Six recipes ship in the catalog, all written for Qwen (imperative voice, structured-output-explicit, no Claude-isms):

Recipe Binding Output What it does
morning-pr-review cron 09:00 UTC messenger Lists open PRs across one repo, groups by review-needed / stale / unowned, suggests the first action.
daily-brief-9am cron 09:00 UTC report One-pager for the morning: open inbox items, overnight activity, suggested focus.
standup-from-git cron 09:00 UTC report Yesterday's commits + in-flight branches + dirty tree + today's likely focus.
weekly-repo-health cron Sun 18:00 UTC report Weekly health check: open/closed counts, stale PRs, recent CI failures, recommended actions.
daily-kin-digest cron 17:30 UTC messenger End-of-day digest across every workspace (terminal sessions + scheduled fires + trigger-driven runs).
issue-triage trigger (github issues.opened) github_pr_comment Trigger-bound — a new issue fires it; the agent reads the body, classifies bug/feature/question/docs, applies a label, posts a triage comment.
  • GET /api/recipes returns the catalog + per-recipe enabled counts + any load_errors (files that failed validation). Bad files are EXCLUDED from the valid catalog and surface on the gallery's load-error badge; the real fail-loud gate is tests/test_outpost/test_recipes.py:: test_bundled_recipes_valid (every bundled file must validate — task verify fails on any invalid bundled file).
  • POST /api/recipes/{id}/enable (CSRF-gated) validates the operator's config against the recipe's config_fields, renders the prompt through the same restricted {{ }} renderer WP7 uses for triggers (every value sanitized + capped; missing key → RecipeError), and creates a real scheduled_jobs row with recipe_id / recipe_version / output_surface stamped.

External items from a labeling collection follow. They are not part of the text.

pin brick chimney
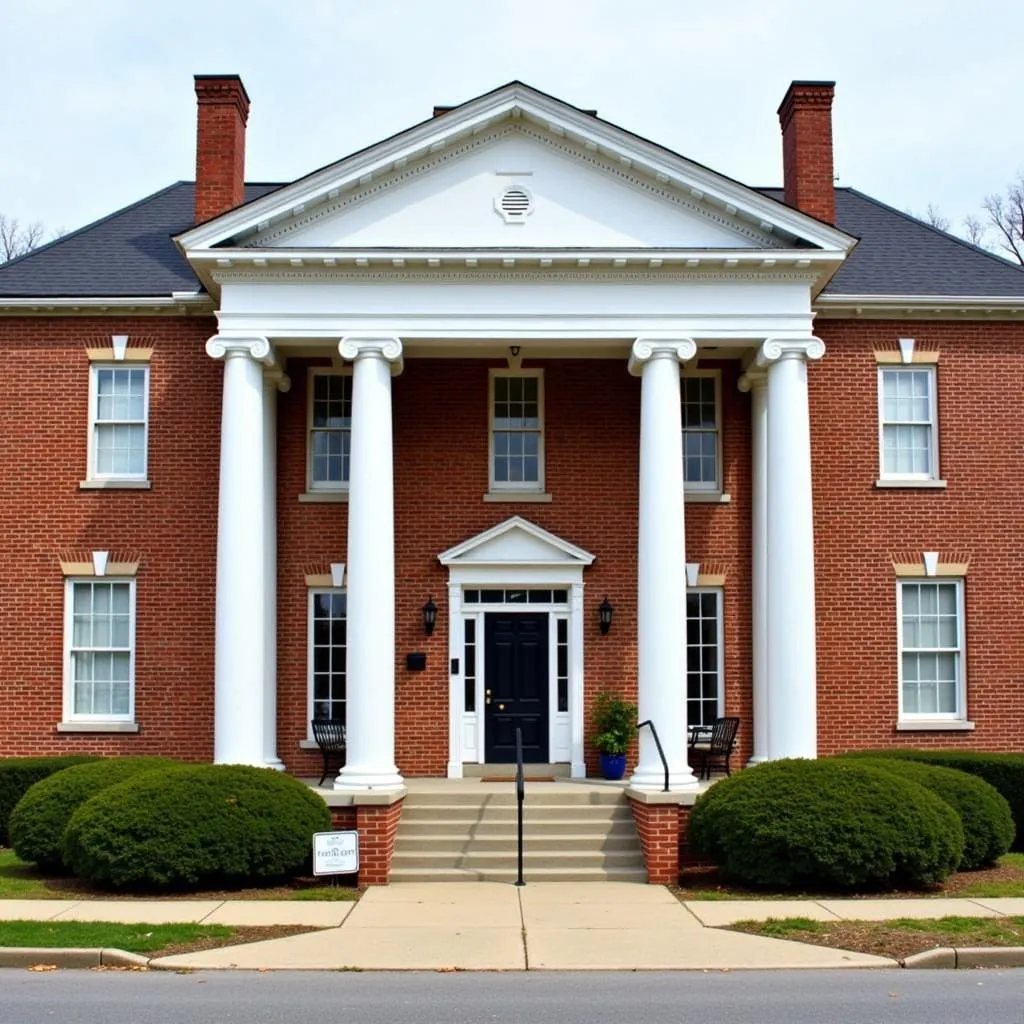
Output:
[196,75,249,224]
[778,82,836,223]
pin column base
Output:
[629,765,699,793]
[334,768,406,793]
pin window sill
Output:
[57,722,138,732]
[483,490,553,504]
[299,490,348,505]
[78,480,153,490]
[683,485,732,505]
[896,718,974,732]
[874,478,946,490]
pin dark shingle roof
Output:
[0,181,281,298]
[0,181,1024,298]
[758,188,1024,297]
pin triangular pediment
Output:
[179,83,853,255]
[437,516,594,567]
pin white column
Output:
[263,369,292,771]
[739,369,769,765]
[630,338,697,790]
[206,335,272,767]
[757,338,825,760]
[334,337,402,790]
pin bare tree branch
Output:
[0,213,43,263]
[982,174,1024,266]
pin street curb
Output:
[0,946,150,968]
[900,946,1024,971]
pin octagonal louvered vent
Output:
[495,185,534,224]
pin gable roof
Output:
[0,181,280,298]
[759,188,1024,298]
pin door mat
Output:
[480,775,564,782]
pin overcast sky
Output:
[0,0,1024,240]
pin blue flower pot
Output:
[601,754,626,782]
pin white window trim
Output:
[683,587,725,725]
[62,577,136,723]
[299,367,352,501]
[878,362,941,485]
[896,577,967,728]
[300,587,348,749]
[487,370,547,495]
[86,362,150,484]
[679,369,723,498]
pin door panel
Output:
[483,612,549,764]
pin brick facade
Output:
[0,316,1024,776]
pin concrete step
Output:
[462,762,572,781]
[406,782,626,807]
[400,815,636,840]
[391,847,643,870]
[391,865,647,885]
[393,833,637,857]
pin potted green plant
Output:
[591,693,637,779]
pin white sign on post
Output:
[313,829,359,874]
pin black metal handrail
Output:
[515,729,526,886]
[637,718,669,793]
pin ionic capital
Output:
[206,334,273,367]
[754,337,825,369]
[630,338,697,377]
[338,334,403,377]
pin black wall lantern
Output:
[423,597,437,636]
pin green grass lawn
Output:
[0,921,236,953]
[0,849,359,901]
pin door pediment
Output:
[437,516,594,571]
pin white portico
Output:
[179,84,852,791]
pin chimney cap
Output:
[193,75,250,103]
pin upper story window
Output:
[897,580,967,721]
[680,371,722,492]
[490,370,544,492]
[65,580,135,721]
[879,366,939,480]
[307,370,352,490]
[89,364,150,480]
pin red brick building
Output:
[0,77,1024,806]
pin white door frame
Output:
[438,516,594,778]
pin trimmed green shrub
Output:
[839,758,1015,870]
[689,759,964,889]
[0,754,96,845]
[63,765,331,890]
[844,748,1024,851]
[9,758,181,870]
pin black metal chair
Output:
[690,718,739,779]
[311,718,346,785]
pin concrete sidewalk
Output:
[0,883,1024,971]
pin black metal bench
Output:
[311,718,345,785]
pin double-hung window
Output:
[897,580,967,721]
[65,580,135,722]
[686,589,723,726]
[489,370,544,493]
[307,588,348,722]
[879,366,939,481]
[89,364,150,480]
[307,370,352,490]
[680,371,722,493]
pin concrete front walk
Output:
[0,882,1024,971]
[146,882,895,971]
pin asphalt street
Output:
[0,970,1024,1024]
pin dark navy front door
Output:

For trigger-bound recipes the response also carries the one-time trigger secret + per-source setup instructions (mirrors WP7's show-once discipline).
  • GET /api/recipes/enabled lists every recipe-tagged job.

Version drift — frozen prompts

An instantiated job KEEPS its rendered prompt for the lifetime of the row. A future change to the recipe's prompt_template produces a recipe: <id> (updated since v<N>) badge on the job row (warn colour) and the gallery's enabled counter reads as "stale"; the operator can re-enable (creates a new job) but the running job never silently rewrites itself. The recipe author can't break live instances by editing the recipe — the schema is the contract.

Output surfaces

  • report — the run shows up in the Activity feed + the run page. The default; no extra wiring.
  • messenger — on a terminal completion (ok / needs_human), the scheduler's post-run hook fires delivery.send(kind="run_report") so the Matrix bot (and any future adapter) receives title + ≤1500-char sanitized report head + run deep link. The hook only fires for output.surface == "messenger" jobs; non-recipe jobs skip it.
  • github_pr_comment — prompt-level. The recipe's prompt embeds the exact gh pr comment / gh issue comment instruction (the agent does the rest). No post-run hook. The bundled issue-triage recipe uses this surface.

Atomicity (trigger-bound recipes)

A trigger-bound enable creates BOTH the trigger row AND the scheduled_jobs row in one call. The trigger's workspace is the operator's workspace config field (must be in the service's allowed_workspaces ACL — same fail-closed re-check the WP7 receiver does at fire time). If anything between the two creates fails (bad service_id, cap hit, etc.), the trigger row is soft-disabled so the operator can clean it up; the recipe error surfaces as a 400.

Verifying

tests/test_outpost/test_jobs.py (in task verify) drives the schedule math, the coalesce/skip/retry/dead-letter/drift state machine (with fake runners), the API round-trips, and the CSRF gates headlessly. task live-jobs is the live proof: it fires real kin -p subprocesses against a real endpoint and asserts the ok / needs-human / timeout run rows end to end.